Bu öğeden alıntı yapmak, öğeye bağlanmak için bu tanımlayıcıyı kullanınız: http://hdl.handle.net/11452/13033
Başlık: Düşüncenin tarihsel sürecinde Hegel’in varlık, yokluk ve oluş diyalektiği
Diğer Başlıklar: Hegel’s dialectic of being, nothing and becoming in the historical process of thought
Yazarlar: Özçınar, Şahin
Anahtar kelimeler: Hegel
Diyalektik
Anlak
Us
Antik Yunan Felsefesi
Varlık
Yokluk ve oluş
Dialectic
Understanding
Reason
Ancient Greek Philosophy
Being
Nothing and becoming
Yayın Tarihi: 2014
Yayıncı: Uludağ Üniversitesi
Atıf: Özçınar, Ş. (2014). "Düşüncenin tarihsel sürecinde Hegel’in varlık, yokluk ve oluş diyalektiği". Kaygı. Uludağ Üniversitesi Fen-Edebiyat Fakültesi Felsefe Dergisi, 22, 91-111.

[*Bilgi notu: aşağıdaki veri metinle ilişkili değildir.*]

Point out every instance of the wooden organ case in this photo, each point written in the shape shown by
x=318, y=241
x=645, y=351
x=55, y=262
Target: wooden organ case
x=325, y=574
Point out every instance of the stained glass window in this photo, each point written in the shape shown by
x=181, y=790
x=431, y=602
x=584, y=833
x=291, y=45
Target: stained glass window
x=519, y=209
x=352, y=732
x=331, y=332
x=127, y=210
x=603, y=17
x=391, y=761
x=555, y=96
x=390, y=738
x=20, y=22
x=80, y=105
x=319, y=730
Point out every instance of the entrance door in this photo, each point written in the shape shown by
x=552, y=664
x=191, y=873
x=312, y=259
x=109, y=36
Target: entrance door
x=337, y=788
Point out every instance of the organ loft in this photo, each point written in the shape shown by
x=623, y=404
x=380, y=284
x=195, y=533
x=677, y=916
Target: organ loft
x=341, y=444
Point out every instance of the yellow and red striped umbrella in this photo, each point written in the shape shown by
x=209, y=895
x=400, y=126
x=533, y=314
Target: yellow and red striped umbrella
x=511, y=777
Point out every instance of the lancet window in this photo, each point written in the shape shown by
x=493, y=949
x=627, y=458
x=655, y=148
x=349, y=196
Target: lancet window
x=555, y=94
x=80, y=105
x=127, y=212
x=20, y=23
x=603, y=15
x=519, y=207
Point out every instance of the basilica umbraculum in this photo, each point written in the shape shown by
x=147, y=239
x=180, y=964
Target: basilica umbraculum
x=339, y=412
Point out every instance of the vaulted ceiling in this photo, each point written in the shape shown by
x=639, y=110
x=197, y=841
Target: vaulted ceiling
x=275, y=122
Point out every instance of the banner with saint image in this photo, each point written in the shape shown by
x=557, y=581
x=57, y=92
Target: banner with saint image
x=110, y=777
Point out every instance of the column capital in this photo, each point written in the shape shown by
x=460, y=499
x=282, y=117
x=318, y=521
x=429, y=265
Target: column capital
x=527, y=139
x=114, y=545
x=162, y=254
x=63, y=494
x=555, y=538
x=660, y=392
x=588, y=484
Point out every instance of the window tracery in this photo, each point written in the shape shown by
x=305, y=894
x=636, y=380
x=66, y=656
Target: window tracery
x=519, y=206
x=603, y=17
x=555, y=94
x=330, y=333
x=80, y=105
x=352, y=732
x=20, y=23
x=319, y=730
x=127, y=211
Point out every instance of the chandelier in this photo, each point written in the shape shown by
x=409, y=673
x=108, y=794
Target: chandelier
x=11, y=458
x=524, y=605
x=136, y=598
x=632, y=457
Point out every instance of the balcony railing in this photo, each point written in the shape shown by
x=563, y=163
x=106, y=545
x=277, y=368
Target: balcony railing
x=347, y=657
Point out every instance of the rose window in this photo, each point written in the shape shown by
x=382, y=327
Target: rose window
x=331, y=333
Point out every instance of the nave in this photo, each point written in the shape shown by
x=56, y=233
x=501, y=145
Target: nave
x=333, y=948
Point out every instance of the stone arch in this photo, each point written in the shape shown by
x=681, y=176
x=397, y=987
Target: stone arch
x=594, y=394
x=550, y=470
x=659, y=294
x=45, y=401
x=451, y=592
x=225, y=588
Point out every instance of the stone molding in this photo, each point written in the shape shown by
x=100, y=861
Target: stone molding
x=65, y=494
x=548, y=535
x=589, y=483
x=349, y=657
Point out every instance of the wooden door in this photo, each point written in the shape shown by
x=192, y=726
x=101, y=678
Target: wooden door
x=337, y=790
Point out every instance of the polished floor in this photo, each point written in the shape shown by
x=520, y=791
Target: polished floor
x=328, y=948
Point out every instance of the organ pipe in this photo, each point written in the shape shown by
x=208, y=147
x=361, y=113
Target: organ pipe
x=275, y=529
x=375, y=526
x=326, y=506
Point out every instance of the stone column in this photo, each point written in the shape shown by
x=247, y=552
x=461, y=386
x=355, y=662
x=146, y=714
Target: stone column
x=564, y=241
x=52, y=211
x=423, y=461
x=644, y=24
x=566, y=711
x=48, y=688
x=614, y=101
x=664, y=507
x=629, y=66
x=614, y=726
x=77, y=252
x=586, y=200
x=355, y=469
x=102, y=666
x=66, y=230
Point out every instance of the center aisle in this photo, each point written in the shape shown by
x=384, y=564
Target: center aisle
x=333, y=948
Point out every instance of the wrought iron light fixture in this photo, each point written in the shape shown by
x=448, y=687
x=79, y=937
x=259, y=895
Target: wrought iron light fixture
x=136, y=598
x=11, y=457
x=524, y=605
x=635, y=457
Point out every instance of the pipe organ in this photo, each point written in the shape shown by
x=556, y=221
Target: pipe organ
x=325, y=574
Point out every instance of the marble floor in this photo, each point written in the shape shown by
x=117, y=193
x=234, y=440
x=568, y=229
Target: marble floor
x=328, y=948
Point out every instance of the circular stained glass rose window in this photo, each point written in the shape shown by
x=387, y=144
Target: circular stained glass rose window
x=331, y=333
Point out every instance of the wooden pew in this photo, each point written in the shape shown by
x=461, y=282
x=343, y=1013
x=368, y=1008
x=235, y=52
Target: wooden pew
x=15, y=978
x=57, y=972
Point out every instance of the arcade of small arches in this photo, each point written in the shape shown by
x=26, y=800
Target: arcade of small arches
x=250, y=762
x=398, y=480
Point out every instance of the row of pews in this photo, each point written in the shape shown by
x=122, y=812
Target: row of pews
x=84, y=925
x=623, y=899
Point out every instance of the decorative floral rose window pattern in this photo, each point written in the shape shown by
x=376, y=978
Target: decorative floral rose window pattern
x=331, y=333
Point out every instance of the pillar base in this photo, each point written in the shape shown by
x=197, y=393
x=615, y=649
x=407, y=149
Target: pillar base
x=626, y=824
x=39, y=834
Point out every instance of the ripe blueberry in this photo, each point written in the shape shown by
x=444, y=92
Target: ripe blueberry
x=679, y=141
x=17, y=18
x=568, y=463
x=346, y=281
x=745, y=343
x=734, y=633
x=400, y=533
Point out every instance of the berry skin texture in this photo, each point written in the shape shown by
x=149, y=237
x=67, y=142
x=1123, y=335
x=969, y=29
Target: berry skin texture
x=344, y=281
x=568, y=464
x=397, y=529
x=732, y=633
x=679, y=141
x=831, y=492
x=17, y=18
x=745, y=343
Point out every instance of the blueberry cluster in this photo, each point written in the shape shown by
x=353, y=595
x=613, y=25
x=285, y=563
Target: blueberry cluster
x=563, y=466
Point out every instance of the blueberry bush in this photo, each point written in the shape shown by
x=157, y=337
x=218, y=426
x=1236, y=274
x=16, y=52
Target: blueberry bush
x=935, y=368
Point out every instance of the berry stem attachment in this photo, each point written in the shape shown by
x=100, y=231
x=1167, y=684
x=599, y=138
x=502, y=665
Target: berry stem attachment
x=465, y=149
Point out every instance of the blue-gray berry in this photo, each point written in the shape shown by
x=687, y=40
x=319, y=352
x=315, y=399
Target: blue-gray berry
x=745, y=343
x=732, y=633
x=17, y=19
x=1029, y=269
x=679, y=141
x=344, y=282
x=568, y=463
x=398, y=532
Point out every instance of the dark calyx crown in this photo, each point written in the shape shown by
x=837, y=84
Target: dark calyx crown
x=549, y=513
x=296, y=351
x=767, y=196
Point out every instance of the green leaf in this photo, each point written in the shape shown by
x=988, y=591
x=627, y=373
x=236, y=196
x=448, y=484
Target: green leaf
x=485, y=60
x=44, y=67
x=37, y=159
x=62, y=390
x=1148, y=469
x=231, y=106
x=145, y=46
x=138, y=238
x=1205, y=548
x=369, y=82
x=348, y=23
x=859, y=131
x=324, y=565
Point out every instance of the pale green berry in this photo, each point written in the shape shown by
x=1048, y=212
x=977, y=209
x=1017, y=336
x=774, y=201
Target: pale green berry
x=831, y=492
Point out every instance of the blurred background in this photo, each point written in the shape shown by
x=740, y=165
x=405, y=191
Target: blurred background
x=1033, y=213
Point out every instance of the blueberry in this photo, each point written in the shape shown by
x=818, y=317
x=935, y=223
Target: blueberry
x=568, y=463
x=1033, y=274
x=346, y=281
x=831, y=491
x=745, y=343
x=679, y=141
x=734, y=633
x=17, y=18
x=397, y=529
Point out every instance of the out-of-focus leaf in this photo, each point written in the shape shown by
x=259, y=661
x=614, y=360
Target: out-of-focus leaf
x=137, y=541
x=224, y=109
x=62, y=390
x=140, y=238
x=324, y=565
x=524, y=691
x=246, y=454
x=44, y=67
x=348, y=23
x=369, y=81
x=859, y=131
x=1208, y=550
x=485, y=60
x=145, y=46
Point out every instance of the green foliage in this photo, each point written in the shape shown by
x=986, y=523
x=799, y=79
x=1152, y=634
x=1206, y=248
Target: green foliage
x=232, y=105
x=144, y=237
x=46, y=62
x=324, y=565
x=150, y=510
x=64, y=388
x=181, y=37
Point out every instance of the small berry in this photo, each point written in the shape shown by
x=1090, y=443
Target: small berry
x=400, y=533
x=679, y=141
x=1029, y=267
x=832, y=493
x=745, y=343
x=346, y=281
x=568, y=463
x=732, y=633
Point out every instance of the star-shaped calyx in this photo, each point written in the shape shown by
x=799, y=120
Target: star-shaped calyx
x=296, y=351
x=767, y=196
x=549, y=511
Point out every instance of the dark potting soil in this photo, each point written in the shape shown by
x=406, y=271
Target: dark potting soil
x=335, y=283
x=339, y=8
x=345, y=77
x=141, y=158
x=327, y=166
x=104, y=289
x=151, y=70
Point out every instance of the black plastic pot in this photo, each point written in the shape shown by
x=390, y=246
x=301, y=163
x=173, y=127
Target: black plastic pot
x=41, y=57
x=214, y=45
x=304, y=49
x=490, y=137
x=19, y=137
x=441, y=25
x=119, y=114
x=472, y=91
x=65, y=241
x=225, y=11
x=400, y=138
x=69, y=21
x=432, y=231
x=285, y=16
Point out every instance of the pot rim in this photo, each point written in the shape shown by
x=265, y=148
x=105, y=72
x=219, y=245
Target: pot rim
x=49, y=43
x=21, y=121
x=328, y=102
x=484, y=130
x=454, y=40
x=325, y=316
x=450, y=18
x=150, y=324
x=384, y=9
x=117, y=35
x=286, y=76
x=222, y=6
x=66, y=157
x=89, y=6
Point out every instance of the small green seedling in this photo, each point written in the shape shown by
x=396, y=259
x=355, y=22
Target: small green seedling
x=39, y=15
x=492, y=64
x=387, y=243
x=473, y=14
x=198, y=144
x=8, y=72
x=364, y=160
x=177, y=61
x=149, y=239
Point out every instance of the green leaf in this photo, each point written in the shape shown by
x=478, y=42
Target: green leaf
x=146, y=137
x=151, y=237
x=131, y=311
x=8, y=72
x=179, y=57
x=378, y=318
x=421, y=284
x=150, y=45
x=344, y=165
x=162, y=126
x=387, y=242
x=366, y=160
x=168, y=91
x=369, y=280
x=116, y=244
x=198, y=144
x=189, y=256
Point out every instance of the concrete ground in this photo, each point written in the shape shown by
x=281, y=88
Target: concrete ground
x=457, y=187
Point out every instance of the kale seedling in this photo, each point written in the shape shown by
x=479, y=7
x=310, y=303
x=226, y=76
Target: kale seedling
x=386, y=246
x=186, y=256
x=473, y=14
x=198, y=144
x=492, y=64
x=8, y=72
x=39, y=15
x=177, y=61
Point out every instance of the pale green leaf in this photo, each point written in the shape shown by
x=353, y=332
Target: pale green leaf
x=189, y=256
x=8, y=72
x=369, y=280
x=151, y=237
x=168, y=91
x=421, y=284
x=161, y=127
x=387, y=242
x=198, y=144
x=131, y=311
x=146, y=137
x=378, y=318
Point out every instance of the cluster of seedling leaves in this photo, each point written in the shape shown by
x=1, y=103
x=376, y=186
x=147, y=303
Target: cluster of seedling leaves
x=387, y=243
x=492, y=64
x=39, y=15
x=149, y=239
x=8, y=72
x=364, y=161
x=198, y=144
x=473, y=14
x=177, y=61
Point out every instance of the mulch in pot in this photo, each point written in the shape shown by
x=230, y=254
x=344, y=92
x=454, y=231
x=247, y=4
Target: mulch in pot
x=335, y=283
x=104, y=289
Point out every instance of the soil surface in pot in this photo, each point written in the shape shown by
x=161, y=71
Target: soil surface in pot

Özet: Diyalektik süreç tüm gerçekliğin temelini oluşturur. Hegel bu süreci düşünce ve olgusal gerçekliğe karşılık gelen diyalektiğin üçlü gelişim evreleri aracılığıyla açıklar. Bilim dizgesinin başlangıç evresini oluşturan en soyut durumu içinde gerçekliği, mantık ya da varlıkbilimini Hegel, diyalektik gelişim sürecinin temelinde yer alacak ilk genel kavram ya da ulam (kategori) olan Varlıktan başlatır, bunu Yokluk ve Oluş ulamları izler. Bu süreç aynı zamanda usun ya da diyalektik düşüncenin üçlü gelişim sürecini oluşturan Soyut-Anlak, Us’un Diyalektik-Olumsuz ve Kurgusal-Olumlu evrelerine karşılık gelir. Hegel, felsefe tarihini, felsefi düşüncenin tarih içinde gelişimini de bu aynı diyalektik evrelere karşılık gelecek biçimde düşünür. Kendi felsefesini Hegel, felsefe tarihinin ilk iki birbirlerine karşıt soyut evrelerini oluşturan Geleneksel Metafizik ve modern kuşkuculuğun bir sonucu olan Eleştirel Felsefe’den ayırt ederek, usun olumlu evresi olan Kurgusal Felsefe olarak adlandırır. Hegel’in kendisiyle başlayan, düşüncenin diyalektik gelişiminin son evresini simgeleyen bu evre, usun dışdünya ve kendi içinde soyut karşıtlık ve ayrımlardan arınarak bireşime kavuşmuş olduğu bir evredir. Bu çalışma, yukarda kısa bir ön sunumunu yaptığımız Hegel’in dizgesel düşüncesini göz önünde bulundurarak, bu dizgenin doğru anlaşılması için onun felsefenin başlangıcına ve özellikle eski (antik) Yunan felsefesine ilişkin yorumlarına odaklanmaktadır. Felsefenin başlangıcını diyalektik düşüncenin de başlangıcıyla örtüştüren Hegel, bu başlangıcı kendi bilim dizgesinin açılımına uygun düşecek bir biçimde varlığın en soyut kavranışını oluşturan Parmenides felsefesinde bulgulamaktadır. Hegel, felsefenin özgün başlangıcını Parmenides’in varlık öğretisinde görürken, Parmenides ile birlikte Zenon ve Herakleitos’u diyalektik düşüncenin en özgün nitelikte temellerini oluşturan filozoflar olarak kabul etmektedir. Eski Yunan’da Parmenides ve Zenon’da özgün bir başlangıç kazanmış olan diyalektik düşünce, Herakleitos ve daha sonra Platon’da nesnel bir içerikle düşüncenin arı bilimi olarak en yüksek evresine ulaşmıştır. Hegel’in felsefenin başlangıcını oluşturan filozoflara ilişkin yorumlarını değerlendiren bu çalışma, ayrıca onun Varlık, Yokluk ve Oluş diyalektiği bağlamında tüm gerçekliğe karşılık gelen kendi felsefesini, felsefe tarihi aracılığıyla nasıl haklı çıkararak temellendirmiş ya da doğrulamış olduğunu göstermeyi amaçlamaktadır.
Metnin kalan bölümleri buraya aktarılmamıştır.